Ask The Business Coach: 10 Techniques to Combat Customer Attrition
You work so hard to bring in a new customer, yet so many businesses play passive when it comes to actively combatting attrition.
Think of how much you spend to attract a new customer. You have lead generation costs… sales costs… higher fulfillment costs, as generally a new customer needs a higher level of support than an experienced, established customer of yours.
Carl, one of my business coaching clients, spends between $500–$700 per new customer in his business. Kimberly, another client, spends roughly $300 to bring in a new customer.
What do you spend acquiring a new customer?
Clearly, retaining your customers matters.
Here are 10 tips to retain more of the customers you bring in so you can increase your profitability:
- Identify your key “drop points.” When do you regularly lose clients? Is it at the start? Perhaps you need a better onboarding process. Is it at the 90-day mark? Maybe your offering needs to stay fresh and engaging? Pinpointing drop points helps guide your strategy.
- Improve your communication schedule. Design intentional touchpoints around drop points to keep customers connected and reassured.
- Use timed gifts. Surprise clients before or after a known drop point to build goodwill and perceived value.
- Deepen the relationship. Get personal. Share stories. Show your human side. Relationships beat transactions every time.
- Raise the switching costs. Make it less appealing for them to leave by integrating your service deeper into their workflows or routines.

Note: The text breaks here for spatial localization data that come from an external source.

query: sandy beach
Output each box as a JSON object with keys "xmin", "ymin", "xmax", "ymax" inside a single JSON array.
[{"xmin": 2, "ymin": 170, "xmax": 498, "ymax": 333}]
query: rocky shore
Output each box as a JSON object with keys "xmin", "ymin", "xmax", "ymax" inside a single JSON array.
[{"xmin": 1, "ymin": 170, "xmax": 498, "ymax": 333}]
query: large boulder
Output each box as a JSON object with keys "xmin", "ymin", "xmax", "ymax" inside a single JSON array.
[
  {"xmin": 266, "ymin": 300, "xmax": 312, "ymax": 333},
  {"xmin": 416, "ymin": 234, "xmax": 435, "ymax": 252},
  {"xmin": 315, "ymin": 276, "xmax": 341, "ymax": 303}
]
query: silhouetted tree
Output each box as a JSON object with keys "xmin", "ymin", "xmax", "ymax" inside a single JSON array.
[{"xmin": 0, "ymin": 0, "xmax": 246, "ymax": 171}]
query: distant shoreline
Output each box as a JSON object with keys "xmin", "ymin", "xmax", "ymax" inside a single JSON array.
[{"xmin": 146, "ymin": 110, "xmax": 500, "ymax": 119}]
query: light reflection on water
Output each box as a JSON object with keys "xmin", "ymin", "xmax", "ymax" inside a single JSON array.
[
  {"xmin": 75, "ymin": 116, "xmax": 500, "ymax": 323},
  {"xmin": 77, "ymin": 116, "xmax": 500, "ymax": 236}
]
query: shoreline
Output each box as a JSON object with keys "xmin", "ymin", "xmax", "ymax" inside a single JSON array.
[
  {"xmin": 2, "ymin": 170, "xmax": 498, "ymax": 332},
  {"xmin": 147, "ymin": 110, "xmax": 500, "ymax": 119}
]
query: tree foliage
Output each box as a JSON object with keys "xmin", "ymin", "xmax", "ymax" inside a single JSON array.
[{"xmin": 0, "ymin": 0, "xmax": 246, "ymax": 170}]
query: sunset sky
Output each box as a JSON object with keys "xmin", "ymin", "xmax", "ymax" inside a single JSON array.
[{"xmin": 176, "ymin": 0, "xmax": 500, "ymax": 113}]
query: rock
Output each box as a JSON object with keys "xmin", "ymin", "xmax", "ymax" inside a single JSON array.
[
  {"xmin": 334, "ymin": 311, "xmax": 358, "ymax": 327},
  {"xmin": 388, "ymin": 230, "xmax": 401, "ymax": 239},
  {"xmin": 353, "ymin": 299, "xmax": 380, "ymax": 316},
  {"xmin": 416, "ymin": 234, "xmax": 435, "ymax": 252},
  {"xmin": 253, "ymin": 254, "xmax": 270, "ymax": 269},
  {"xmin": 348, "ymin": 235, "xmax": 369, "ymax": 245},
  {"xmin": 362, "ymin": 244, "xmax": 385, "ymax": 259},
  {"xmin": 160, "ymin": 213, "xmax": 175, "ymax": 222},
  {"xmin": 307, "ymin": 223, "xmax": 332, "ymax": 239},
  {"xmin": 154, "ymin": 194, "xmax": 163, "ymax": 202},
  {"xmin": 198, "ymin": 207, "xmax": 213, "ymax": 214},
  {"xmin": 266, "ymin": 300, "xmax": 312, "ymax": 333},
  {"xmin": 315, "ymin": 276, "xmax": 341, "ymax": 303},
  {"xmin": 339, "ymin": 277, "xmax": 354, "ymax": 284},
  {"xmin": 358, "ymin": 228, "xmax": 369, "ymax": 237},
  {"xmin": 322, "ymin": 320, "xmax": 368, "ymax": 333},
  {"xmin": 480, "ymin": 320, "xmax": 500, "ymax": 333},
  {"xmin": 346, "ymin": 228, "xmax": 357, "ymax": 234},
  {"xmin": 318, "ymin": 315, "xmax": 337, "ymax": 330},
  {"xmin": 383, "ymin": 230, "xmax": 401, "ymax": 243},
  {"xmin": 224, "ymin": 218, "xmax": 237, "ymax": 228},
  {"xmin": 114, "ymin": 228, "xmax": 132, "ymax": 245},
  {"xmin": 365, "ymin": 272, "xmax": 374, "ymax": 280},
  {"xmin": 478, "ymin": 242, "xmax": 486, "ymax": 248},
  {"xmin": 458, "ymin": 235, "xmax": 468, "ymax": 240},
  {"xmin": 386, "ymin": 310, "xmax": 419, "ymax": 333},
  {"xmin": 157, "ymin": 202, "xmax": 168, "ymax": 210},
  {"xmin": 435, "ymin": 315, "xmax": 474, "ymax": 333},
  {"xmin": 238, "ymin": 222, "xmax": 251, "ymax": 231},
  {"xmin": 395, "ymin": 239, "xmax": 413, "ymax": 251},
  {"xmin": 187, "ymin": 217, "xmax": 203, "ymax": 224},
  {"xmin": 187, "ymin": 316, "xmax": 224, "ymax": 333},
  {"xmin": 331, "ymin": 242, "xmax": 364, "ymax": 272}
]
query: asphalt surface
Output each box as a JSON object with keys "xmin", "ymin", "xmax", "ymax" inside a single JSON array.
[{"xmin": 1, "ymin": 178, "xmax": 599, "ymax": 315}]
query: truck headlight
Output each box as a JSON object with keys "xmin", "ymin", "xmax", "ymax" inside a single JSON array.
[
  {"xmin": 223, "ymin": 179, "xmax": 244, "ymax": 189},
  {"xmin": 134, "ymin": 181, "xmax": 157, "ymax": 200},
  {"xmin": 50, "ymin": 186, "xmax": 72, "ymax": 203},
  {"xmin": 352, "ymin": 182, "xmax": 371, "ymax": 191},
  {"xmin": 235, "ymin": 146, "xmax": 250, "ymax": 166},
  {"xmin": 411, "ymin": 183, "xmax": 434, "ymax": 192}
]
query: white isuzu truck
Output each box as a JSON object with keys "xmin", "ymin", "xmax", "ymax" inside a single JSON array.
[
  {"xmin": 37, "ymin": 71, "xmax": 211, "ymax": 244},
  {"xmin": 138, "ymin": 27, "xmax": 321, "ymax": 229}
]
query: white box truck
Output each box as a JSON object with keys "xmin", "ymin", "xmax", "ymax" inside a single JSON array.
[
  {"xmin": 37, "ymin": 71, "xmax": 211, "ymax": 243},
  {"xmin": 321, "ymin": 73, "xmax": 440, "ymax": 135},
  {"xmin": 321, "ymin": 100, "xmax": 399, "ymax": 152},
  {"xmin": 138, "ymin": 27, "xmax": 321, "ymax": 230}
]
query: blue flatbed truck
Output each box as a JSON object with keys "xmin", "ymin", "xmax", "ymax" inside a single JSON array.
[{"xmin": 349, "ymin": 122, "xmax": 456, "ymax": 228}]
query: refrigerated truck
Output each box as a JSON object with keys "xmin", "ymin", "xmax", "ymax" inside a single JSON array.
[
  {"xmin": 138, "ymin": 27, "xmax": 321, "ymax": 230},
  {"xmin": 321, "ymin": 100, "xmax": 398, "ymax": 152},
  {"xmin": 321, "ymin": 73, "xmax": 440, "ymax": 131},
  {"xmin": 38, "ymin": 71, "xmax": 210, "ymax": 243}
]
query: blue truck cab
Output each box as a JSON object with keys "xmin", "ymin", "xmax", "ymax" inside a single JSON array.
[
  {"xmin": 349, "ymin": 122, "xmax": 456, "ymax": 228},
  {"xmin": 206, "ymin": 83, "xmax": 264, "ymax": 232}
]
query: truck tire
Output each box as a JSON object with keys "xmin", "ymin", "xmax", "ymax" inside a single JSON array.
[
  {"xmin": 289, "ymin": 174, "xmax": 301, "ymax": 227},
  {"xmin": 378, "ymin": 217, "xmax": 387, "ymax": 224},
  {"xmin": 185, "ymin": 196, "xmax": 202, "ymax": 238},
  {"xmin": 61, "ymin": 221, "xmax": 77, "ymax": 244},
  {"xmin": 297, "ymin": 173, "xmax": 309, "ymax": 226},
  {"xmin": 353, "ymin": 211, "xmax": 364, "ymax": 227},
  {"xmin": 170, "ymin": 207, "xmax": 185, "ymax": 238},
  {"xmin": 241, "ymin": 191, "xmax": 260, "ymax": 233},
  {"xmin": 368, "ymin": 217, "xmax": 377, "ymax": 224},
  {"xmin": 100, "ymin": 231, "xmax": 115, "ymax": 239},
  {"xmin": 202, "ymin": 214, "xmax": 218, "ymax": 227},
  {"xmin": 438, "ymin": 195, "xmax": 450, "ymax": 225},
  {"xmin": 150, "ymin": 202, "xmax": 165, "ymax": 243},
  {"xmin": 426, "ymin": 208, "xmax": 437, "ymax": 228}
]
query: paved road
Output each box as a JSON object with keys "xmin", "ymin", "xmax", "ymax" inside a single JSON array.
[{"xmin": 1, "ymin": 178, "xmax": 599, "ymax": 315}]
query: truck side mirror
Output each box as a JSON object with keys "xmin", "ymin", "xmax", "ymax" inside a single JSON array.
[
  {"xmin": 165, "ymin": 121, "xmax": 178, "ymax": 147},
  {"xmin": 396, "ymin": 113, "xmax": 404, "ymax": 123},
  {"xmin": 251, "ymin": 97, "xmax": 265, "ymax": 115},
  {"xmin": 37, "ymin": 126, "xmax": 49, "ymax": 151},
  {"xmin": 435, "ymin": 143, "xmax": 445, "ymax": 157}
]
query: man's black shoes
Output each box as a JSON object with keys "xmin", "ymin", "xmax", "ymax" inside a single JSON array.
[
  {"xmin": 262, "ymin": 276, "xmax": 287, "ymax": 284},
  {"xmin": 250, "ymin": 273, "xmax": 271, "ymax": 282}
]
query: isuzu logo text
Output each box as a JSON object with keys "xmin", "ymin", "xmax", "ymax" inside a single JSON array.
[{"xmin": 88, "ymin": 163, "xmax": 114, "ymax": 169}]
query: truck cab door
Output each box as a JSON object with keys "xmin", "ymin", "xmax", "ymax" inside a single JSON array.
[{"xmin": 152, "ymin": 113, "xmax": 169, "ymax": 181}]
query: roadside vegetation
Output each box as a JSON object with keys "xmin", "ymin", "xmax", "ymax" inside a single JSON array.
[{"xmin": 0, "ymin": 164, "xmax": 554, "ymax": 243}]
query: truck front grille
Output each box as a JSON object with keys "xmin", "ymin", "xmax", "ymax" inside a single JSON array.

- Embed yourself in your customer’s life. Be so useful and consistent they wouldn’t dream of switching.
- Use social proof. Share stories of long-term customers to reinforce the idea that staying is the norm.
- Negotiate longer contracts. Move from “at-will” agreements to 1-year contracts with auto-renewals, giving both sides more predictability.
- Upgrade your value. Delight them. Simplify their experience. Eliminate friction. Make staying with you feel like a no-brainer.
- Pre-complete steps for them. Make everything easy. If they hate filling out forms, fill it out for them. If Amazon can preload Kindles, what can you pre-complete in your onboarding or service delivery?
As you can see, a bit of focused thought on retention can lead to happier clients and higher profits. Don’t just work hard to bring in customers — work smart to keep them.